Táxi

  C058  
NZola | Queluz PT
(A Sant’Ana e Arlindo, pelas viagens partilhadas)

Há quem insista na descrença no ser humano, argumentando que as pessoas se tornaram egocêntricas e indiferentes, centradas apenas no seu próprio umbigo, exceto em cenários de catástrofe, quando os sentimentos de solidariedade se ampliam e fazem os humanos parecer um pouco mais… humanos.

Discordo. Se estivermos atentos, de olhos e mente aberta, em toda a parte podemos encontrar exemplos dessa frieza e desinteresse pelo próximo, mas igualmente exemplos do inverso, de pessoas predispostas a ajudar e que criam empatia imediata com os outros nas mais diversas circunstâncias do dia-a-dia. Esta é verídica, tanto quanto a memória nos pode trazer recordações reais, posto que são vividas e vistas pelo nosso ângulo, e filtradas pela névoa do tempo.

 Eu subia uma enorme ladeira com um casal amigo, cujo nome omito por respeito, correndo o risco de passar por usurpadora de vidas alheias. Mas quem escreve sempre acaba por fazê-lo: roubar vidas, histórias e fragmentos do tempo, olhares e pedaços de diálogos, para eternizá-los na efémera leitura de um texto.

Subindo essa ladeira, um pouco perdidos numa cidade desconhecida, tentávamos regressar à pensão onde estávamos alojados. Era quase ridículo dizer que estávamos perdidos numa cidade que palmilhámos a fundo em dois ou três dias, que calcorreámos para a esquerda e para a direita, para a frente e para trás, onde já conhecíamos a Sé, os jardins, o Politécnico e o centro histórico; até uma pessoa disléxica como eu era capaz de desenhar o mapa da cidade de memória e de olhos vendados, com relevos e detalhes, assinalando estátuas e placas comemorativas, citações de poetas, quiosques e cafés.

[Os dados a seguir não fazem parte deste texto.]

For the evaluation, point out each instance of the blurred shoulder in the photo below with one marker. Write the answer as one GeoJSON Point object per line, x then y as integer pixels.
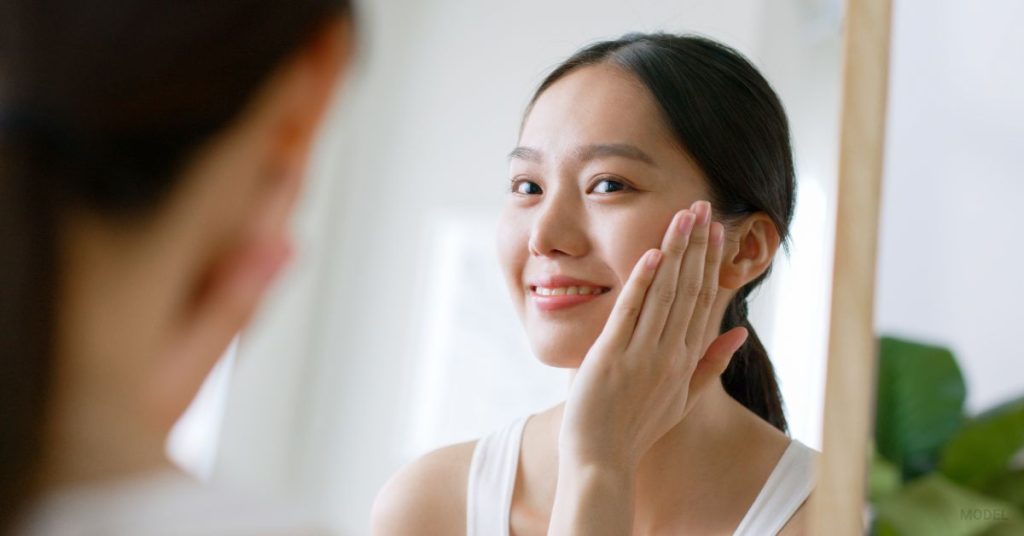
{"type": "Point", "coordinates": [797, 526]}
{"type": "Point", "coordinates": [428, 496]}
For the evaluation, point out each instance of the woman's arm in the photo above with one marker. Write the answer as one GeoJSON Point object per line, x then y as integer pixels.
{"type": "Point", "coordinates": [641, 375]}
{"type": "Point", "coordinates": [426, 497]}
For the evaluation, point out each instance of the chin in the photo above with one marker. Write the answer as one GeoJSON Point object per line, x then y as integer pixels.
{"type": "Point", "coordinates": [559, 355]}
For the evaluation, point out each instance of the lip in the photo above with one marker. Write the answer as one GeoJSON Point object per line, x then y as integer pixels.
{"type": "Point", "coordinates": [548, 303]}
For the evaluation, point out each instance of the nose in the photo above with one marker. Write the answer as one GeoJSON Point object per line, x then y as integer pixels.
{"type": "Point", "coordinates": [559, 229]}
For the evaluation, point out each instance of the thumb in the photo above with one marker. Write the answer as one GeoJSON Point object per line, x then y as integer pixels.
{"type": "Point", "coordinates": [717, 359]}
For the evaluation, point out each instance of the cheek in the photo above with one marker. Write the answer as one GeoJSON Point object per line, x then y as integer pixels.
{"type": "Point", "coordinates": [624, 240]}
{"type": "Point", "coordinates": [512, 246]}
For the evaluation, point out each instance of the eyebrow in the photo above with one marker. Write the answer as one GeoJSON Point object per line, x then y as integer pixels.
{"type": "Point", "coordinates": [587, 153]}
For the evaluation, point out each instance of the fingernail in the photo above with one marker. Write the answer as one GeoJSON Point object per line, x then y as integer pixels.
{"type": "Point", "coordinates": [704, 212]}
{"type": "Point", "coordinates": [717, 234]}
{"type": "Point", "coordinates": [686, 221]}
{"type": "Point", "coordinates": [653, 256]}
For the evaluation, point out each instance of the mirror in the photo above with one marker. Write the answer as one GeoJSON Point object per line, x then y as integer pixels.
{"type": "Point", "coordinates": [394, 333]}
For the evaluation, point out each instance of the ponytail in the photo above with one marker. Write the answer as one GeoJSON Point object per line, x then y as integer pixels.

No entanto, a verdade é que por instantes nos desorientámos e cogitámos a hipótese de pedir informações a quem conhece todos os caminhos e destinos: um taxista.

Em cidades grandes como aquele onde vivemos, um taxista serve para transportar pessoas no seu carro a troco de dinheiro. Não para dar informações que lhe roubem o pão nem para se converter em guia turístico improvisado, sendo que esses comportamentos, essa tal simpatia genuína e desinteressada fora do contexto de uma corrida, não são frequentes, pela minha experiência, sobretudo em locais muito movimentados como os aeroportos, onde não se pretende fidelizar o cliente, posto que ele é, por norma, ocasional. Assim sendo hesitámos em pedir informações ao taxista que abrandou à nossa passagem, percebendo que éramos de fora.

A minha amiga, que é uma mulher lindíssima, adiantou-se e atreveu-se a perguntar por onde devíamos seguir para o centro histórico. Pensei que tínhamos hipóteses, o taxista não seria insensível à beleza nem à simpatia da minha amiga, e abriria uma exceção. Mas ele foi mais longe. Gritou: “Está sozinha?”, e eu julguei tratar-se de um atrevimento. Mas a minha amiga esclareceu que éramos três.

O taxista virou-se então alegremente para todos nós convidando-nos a entrar no seu carro. Nós explicámos que não pretendíamos ser transportados mas apenas saber que caminho seguir. “Venham”, disse ele, espontâneo. Não com o ar de quem faz um favor, mas como um amigo que oferece boleia.”Eu vou por esse caminho também, não faria qualquer sentido cobrar-vos a corrida”. E deixou-nos no destino, com toda a naturalidade, falando-nos entusiasticamente da cidade, dos preços da habitação e do estilo de vida.

Despedimo-nos dele desfazendo-nos em agradecimentos e eu prometi à minha amiga que registaria este insólito episódio para memória futura. Não sem antes deixar passar alguns meses, para garantir o tal tempero imprescindível que distingue um facto de uma recordação.